Although the two orthologs are structurally similar, previous 15N relaxation dispersion experiments showed that the ms-scale motions that dominate ecDHFR Met20 loop are absent in hDHFR, and mutations in ecDHFR that disrupt these motions slow NADP+ dissociation.35–37 It was hypothesized that lower intracellular NADP+ and THF concentrations in vertebrates allow efficient cofactor exchange in DHFR, enabling a hinge-like open-close conformational change to control the ligand flux while maintaining the structure of the Met20 loop. Bacteria, which have ∼1:1 NADPH:NADP+, may instead have evolved a loop-mediated exchange mechanism to avoid end product inhibition.38
In support of this hypothesis, PIGEON-FEATHER yields the otherwise non-intuitive result that several positions in the central β sheet, a universally conserved DHFR motif, have much higher ΔGop in ecDHFR than in hDHFR (Fig. 4g). We hypothesize that this stabilization compensates for the larger loop dynamics in ecDHFR and facilitates the open-close conformational change in hDHFR.33 In line with this hypothesis, both hinge loops, which mediate the open-close conformational change in hDHFR and are much shorter in ecDHFR, are adjacent to β strands that are more stable in ecDHFR. Meanwhile, several peripheral residues in the M20 and FG loops and helix αC are stabilized by 9-14 kJ/mol in hDHFR compared to ecDHFR (Fig. 4f, g, S14). Even in the absence of ligands, hDHFR may have evolved to sample the hinge-closed conformational state with a higher probability than ecDHFR because this conformation has no specific functional role in ecDHFR. PIGEON-FEATHER thus introduces a strategy to classify the catalytic mechanisms for many other DHFR orthologs with varied-length functional loops and hinges towards developing pathogen-specific antibiotics.33,39
Two inhibitors differentially impact the ecDHFR ensemble
Trimethoprim (TMP) and methotrexate (MTX) are competitive inhibitors that bind ecDHFR with sub-nM affinities (Fig. 5a), but because TMP inhibits bacterial DHFRs at least four orders of magnitude more than vertebrate orthologs, it used as an antibiotic.32,39,40 X-ray crystal structures for TMP- and MTX-ecDHFR have <0.5 Å RMSD (Fig. 5a, b).41,42 NMR spectroscopy revealed near-identical µs-to-ms motions in the two inhibitor-bound states.43 Both states favor a conformation of the Met20 loop that blocks the active site.41–44 As mounting drug resistance mutations45 reduce inhibitor efficacy and motivate the search for new therapeutics, we revisited the question of how TMP and MTX impact the ecDHFR ensemble.

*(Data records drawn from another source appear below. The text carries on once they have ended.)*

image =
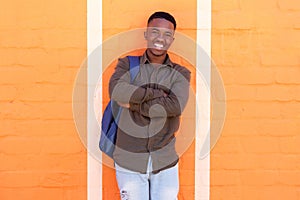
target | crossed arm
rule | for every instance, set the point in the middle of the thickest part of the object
(144, 99)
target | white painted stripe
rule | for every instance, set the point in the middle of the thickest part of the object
(94, 39)
(202, 166)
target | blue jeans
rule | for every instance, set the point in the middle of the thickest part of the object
(136, 186)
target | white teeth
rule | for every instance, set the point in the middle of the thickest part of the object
(158, 45)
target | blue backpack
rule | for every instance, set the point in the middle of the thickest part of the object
(109, 124)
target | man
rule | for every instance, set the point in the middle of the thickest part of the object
(145, 158)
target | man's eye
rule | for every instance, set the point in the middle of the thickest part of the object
(154, 32)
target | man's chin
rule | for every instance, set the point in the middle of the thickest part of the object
(158, 52)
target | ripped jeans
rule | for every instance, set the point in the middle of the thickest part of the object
(136, 186)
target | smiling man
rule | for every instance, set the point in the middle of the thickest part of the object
(145, 158)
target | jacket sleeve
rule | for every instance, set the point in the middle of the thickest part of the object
(170, 105)
(121, 90)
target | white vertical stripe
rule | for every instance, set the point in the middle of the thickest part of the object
(94, 40)
(202, 166)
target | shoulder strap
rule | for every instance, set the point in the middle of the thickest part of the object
(134, 64)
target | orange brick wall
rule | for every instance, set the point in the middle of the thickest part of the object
(255, 45)
(42, 44)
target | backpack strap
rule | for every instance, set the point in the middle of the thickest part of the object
(134, 66)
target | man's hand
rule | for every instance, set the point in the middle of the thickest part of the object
(124, 105)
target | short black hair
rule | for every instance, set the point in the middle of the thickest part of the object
(163, 15)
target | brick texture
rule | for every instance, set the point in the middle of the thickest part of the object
(255, 45)
(42, 44)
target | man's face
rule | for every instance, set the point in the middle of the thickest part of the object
(159, 36)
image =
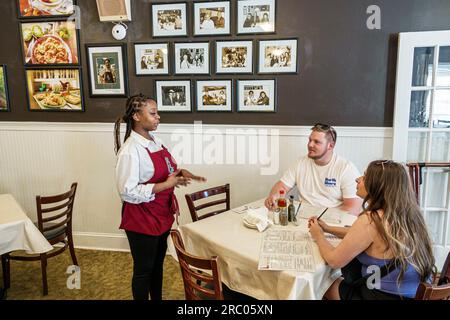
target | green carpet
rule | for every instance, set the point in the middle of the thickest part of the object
(105, 275)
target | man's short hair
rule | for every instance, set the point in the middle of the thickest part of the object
(329, 131)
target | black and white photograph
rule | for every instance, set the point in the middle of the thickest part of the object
(214, 95)
(212, 18)
(278, 56)
(256, 95)
(151, 58)
(169, 19)
(234, 56)
(173, 96)
(256, 16)
(192, 58)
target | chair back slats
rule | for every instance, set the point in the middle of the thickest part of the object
(198, 284)
(203, 194)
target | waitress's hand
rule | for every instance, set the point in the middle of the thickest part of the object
(315, 229)
(185, 173)
(176, 180)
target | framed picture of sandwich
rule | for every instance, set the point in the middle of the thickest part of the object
(54, 90)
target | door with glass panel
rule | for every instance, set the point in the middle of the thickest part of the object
(422, 124)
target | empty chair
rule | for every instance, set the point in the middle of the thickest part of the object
(55, 222)
(198, 284)
(203, 194)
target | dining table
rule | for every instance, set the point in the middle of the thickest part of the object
(238, 248)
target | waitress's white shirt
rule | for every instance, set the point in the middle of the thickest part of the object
(134, 168)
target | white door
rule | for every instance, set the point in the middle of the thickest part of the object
(422, 124)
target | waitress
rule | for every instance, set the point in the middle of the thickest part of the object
(146, 175)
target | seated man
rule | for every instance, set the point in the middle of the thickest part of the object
(323, 178)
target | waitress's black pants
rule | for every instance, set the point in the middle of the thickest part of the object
(148, 254)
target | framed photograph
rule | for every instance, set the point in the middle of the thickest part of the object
(256, 16)
(173, 96)
(256, 95)
(4, 97)
(278, 56)
(107, 70)
(212, 18)
(151, 58)
(45, 8)
(54, 89)
(214, 95)
(234, 56)
(192, 58)
(50, 43)
(169, 19)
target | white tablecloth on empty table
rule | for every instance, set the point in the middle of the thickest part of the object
(238, 249)
(17, 232)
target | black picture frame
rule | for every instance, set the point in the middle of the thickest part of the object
(168, 34)
(124, 61)
(175, 57)
(5, 90)
(198, 99)
(169, 63)
(233, 70)
(22, 44)
(54, 70)
(238, 95)
(196, 33)
(255, 32)
(261, 58)
(22, 17)
(160, 101)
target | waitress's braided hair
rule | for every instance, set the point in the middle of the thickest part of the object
(133, 105)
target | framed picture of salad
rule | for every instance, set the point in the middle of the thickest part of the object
(4, 97)
(54, 89)
(50, 43)
(45, 8)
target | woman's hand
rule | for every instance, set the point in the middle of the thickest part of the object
(322, 224)
(186, 174)
(315, 229)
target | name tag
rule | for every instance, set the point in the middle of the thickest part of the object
(330, 182)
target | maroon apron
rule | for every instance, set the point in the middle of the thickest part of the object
(154, 217)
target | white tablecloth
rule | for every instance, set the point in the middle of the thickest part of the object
(238, 249)
(17, 232)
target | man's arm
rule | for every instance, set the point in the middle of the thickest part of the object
(352, 205)
(271, 199)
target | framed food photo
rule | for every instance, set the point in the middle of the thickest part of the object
(173, 95)
(107, 70)
(214, 95)
(4, 96)
(234, 56)
(169, 20)
(192, 58)
(278, 56)
(212, 18)
(256, 95)
(256, 16)
(45, 8)
(54, 89)
(151, 58)
(50, 43)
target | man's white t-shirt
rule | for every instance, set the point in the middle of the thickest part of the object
(323, 186)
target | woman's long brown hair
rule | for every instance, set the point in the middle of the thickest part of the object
(133, 105)
(401, 225)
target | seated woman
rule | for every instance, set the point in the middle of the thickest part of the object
(391, 228)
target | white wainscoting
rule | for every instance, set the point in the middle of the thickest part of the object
(45, 158)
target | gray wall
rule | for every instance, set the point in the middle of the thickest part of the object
(346, 72)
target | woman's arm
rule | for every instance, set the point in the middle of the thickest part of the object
(354, 242)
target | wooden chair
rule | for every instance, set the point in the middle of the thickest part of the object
(203, 194)
(198, 284)
(55, 222)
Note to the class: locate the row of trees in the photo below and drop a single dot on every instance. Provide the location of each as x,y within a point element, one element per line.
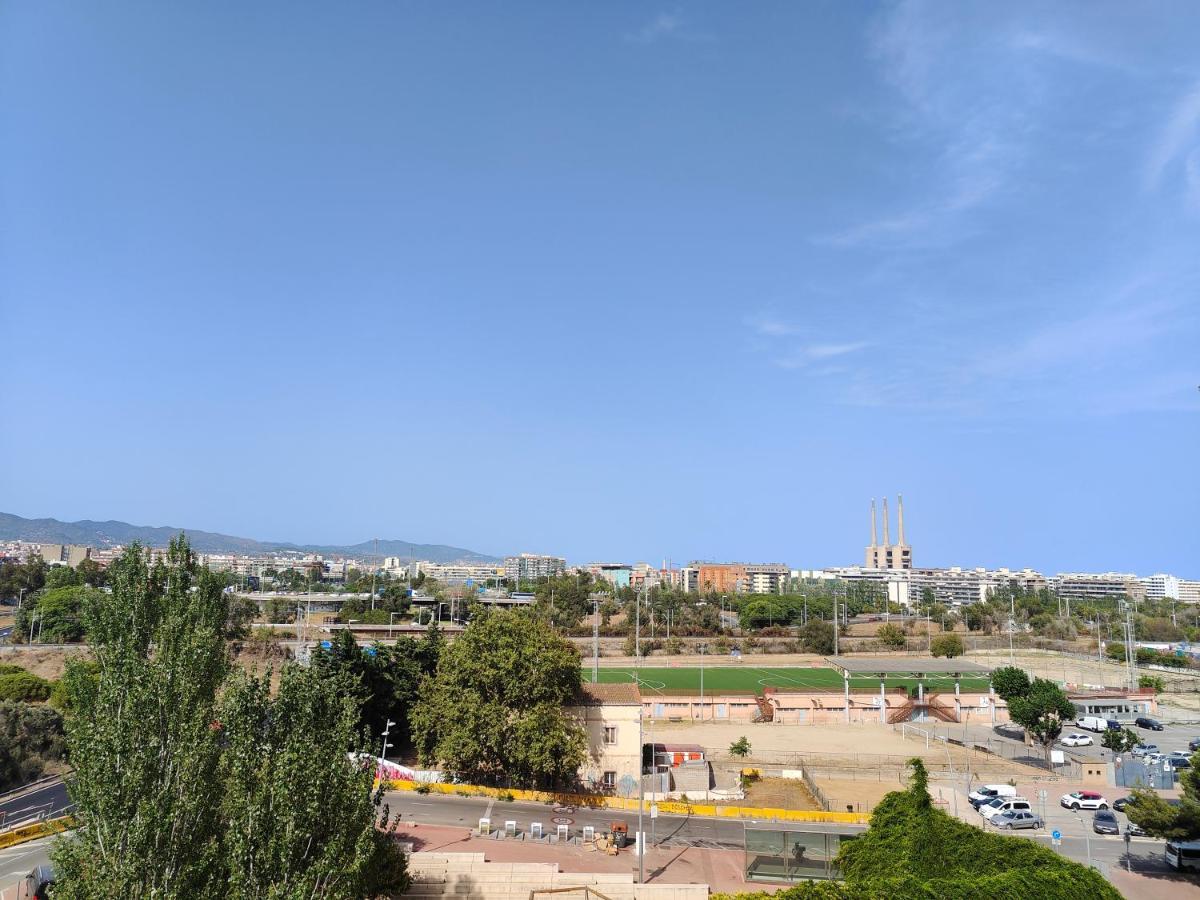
<point>197,780</point>
<point>915,850</point>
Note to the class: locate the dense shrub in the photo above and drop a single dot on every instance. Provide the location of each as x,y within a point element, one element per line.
<point>30,737</point>
<point>24,687</point>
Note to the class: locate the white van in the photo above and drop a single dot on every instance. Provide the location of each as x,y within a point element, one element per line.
<point>985,793</point>
<point>990,810</point>
<point>1183,855</point>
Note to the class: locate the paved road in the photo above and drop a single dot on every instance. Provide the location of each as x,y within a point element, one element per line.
<point>51,798</point>
<point>18,862</point>
<point>683,831</point>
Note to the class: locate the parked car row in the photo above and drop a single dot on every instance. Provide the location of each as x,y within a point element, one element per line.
<point>1099,724</point>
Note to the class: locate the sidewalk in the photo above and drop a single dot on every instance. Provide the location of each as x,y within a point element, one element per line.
<point>720,869</point>
<point>1155,887</point>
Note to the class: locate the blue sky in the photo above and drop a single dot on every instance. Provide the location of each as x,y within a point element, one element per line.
<point>610,280</point>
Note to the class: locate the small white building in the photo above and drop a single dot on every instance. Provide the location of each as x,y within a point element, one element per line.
<point>611,714</point>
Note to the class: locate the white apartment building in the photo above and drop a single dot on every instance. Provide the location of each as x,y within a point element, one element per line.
<point>460,573</point>
<point>766,577</point>
<point>531,567</point>
<point>1162,587</point>
<point>1103,586</point>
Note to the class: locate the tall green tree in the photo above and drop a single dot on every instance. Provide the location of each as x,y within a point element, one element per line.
<point>142,737</point>
<point>299,811</point>
<point>495,709</point>
<point>1174,821</point>
<point>1120,741</point>
<point>1011,682</point>
<point>187,779</point>
<point>1041,708</point>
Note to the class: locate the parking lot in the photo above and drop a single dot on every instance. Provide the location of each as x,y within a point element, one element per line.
<point>1077,839</point>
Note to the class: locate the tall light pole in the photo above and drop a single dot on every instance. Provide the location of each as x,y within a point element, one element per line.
<point>1012,627</point>
<point>387,731</point>
<point>641,799</point>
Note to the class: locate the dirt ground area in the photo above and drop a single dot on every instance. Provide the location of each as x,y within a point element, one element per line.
<point>846,795</point>
<point>46,664</point>
<point>768,739</point>
<point>779,792</point>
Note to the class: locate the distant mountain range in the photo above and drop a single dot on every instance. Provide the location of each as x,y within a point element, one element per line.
<point>107,534</point>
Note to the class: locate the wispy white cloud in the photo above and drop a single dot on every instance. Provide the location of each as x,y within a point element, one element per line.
<point>969,131</point>
<point>807,354</point>
<point>1179,145</point>
<point>663,27</point>
<point>769,327</point>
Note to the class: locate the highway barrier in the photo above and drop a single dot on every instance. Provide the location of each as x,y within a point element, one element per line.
<point>37,829</point>
<point>667,808</point>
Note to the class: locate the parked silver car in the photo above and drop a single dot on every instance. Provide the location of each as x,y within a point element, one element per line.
<point>1017,819</point>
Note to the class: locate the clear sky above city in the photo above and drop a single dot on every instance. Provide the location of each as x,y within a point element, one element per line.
<point>610,281</point>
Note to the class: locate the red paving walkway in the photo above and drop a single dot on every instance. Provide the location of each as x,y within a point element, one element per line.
<point>720,869</point>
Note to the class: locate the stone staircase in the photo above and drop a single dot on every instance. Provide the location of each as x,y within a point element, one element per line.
<point>468,876</point>
<point>766,711</point>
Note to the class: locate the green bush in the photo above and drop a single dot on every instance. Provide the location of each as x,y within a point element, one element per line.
<point>30,738</point>
<point>948,646</point>
<point>24,687</point>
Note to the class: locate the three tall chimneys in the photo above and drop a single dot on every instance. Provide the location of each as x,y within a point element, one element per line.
<point>887,537</point>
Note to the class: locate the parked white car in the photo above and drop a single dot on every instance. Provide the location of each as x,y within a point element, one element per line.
<point>1000,808</point>
<point>1084,799</point>
<point>1077,739</point>
<point>985,793</point>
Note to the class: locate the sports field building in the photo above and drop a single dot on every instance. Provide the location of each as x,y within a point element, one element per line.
<point>847,689</point>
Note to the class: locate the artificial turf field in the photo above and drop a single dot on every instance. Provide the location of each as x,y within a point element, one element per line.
<point>751,679</point>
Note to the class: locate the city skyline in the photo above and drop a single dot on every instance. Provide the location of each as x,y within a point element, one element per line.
<point>612,283</point>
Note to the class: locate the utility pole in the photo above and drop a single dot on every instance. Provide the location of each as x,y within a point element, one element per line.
<point>1012,627</point>
<point>387,731</point>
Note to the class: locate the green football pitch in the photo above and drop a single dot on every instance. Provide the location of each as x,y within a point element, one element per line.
<point>751,679</point>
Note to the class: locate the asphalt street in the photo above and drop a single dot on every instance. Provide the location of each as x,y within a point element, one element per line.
<point>18,862</point>
<point>684,831</point>
<point>51,799</point>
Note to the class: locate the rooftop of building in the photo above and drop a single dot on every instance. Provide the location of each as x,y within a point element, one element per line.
<point>911,666</point>
<point>597,695</point>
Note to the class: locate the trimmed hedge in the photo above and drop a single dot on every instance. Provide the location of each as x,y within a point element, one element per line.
<point>24,687</point>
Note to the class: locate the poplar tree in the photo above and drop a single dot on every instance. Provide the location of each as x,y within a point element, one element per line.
<point>192,781</point>
<point>142,735</point>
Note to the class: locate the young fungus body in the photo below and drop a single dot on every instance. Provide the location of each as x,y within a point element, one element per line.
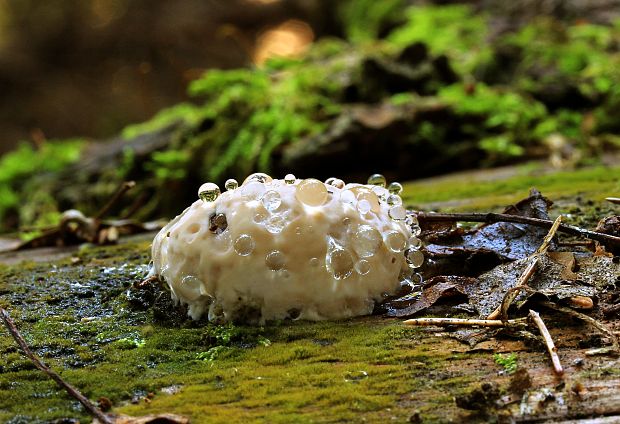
<point>274,249</point>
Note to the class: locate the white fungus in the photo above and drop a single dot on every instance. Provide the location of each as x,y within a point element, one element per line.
<point>276,249</point>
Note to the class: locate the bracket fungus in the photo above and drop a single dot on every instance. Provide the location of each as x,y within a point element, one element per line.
<point>293,248</point>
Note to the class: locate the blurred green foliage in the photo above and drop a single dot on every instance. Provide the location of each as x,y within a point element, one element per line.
<point>16,169</point>
<point>509,94</point>
<point>451,30</point>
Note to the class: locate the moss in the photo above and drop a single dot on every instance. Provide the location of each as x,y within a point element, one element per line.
<point>76,317</point>
<point>485,192</point>
<point>289,371</point>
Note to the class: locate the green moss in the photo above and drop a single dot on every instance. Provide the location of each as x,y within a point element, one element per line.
<point>25,162</point>
<point>480,192</point>
<point>508,361</point>
<point>288,371</point>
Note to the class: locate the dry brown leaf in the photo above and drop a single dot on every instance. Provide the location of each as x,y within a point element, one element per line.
<point>567,260</point>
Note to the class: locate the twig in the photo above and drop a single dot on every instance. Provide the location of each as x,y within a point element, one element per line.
<point>124,188</point>
<point>615,345</point>
<point>609,240</point>
<point>90,407</point>
<point>502,310</point>
<point>555,359</point>
<point>461,321</point>
<point>611,310</point>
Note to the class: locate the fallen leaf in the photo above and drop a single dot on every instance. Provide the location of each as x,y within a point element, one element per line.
<point>567,260</point>
<point>148,419</point>
<point>471,253</point>
<point>436,288</point>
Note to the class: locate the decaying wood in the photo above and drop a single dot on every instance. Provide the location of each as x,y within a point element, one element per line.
<point>72,391</point>
<point>124,188</point>
<point>555,359</point>
<point>502,310</point>
<point>606,239</point>
<point>462,322</point>
<point>615,345</point>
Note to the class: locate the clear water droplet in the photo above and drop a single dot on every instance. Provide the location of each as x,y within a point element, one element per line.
<point>271,200</point>
<point>190,287</point>
<point>258,177</point>
<point>244,245</point>
<point>395,241</point>
<point>275,260</point>
<point>276,223</point>
<point>347,196</point>
<point>231,184</point>
<point>381,193</point>
<point>253,190</point>
<point>395,188</point>
<point>208,192</point>
<point>311,192</point>
<point>335,182</point>
<point>260,215</point>
<point>397,213</point>
<point>338,261</point>
<point>366,241</point>
<point>394,200</point>
<point>364,194</point>
<point>415,258</point>
<point>362,267</point>
<point>289,179</point>
<point>363,206</point>
<point>377,179</point>
<point>415,243</point>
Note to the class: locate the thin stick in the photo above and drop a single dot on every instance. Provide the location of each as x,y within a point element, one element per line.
<point>90,407</point>
<point>502,310</point>
<point>555,359</point>
<point>124,188</point>
<point>459,321</point>
<point>602,328</point>
<point>609,240</point>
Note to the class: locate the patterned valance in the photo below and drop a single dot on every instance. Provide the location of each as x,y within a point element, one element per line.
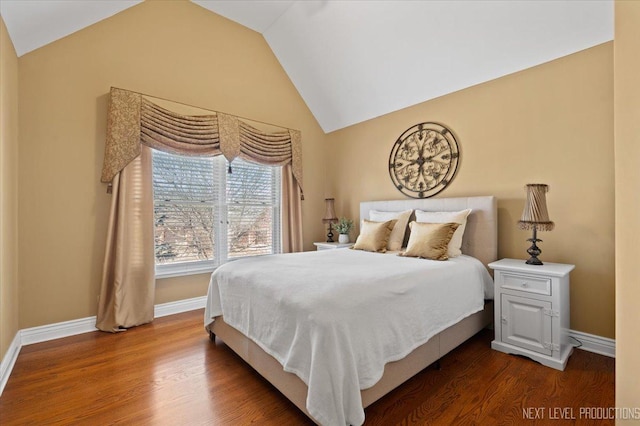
<point>134,119</point>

PIGEON-FEATHER-derived changes in ΔGop (ΔΔGop) between the APO and inhibitor states revealed that TMP and MTX have distinct effects on ecDHFR (Fig. 5a-c, Figs. S14-16). Although both inhibitors stabilize the β sheet and binding pocket helix, they each also have unique energetic effects (Figs. 5a, b, S14, S17, S18). Compared to TMP, MTX more strongly impacts the helix αC (Figs. 5d, S18), GH loop (Figs. 5e, S18), Met20 loop (Figs. 5d, f, S18), and N-terminal region of αB (Fig. S18). Compared to the APO enzyme, αC is stabilized in MTX-ecDHFR via interactions with the Met20 loop, while TMP binding has no effect (Fig. 5a-d). In the αC-proximal loop, R57 forms bidentate hydrogen bonds with MTX that are not possible with TMP (Fig. S19). In αB, the difference is most pronounced in K32 (ΔΔGop,MTX-TMP=33 kJ/mol) due to its hydrophobic interaction with the methylene groups of the glutamate moiety of MTX (Fig. S19). Allosteric TMP-specific increases in ΔGop are pervasive in the β sheet where TMP resistance mutations are enriched (Figs. 5a, b, S20). We highlight these effects to demonstrate the resolution and quantification afforded by PIGEON-FEATHER compared to conventional HX/MS analysis methods, and to emphasize results that are not obvious from structures.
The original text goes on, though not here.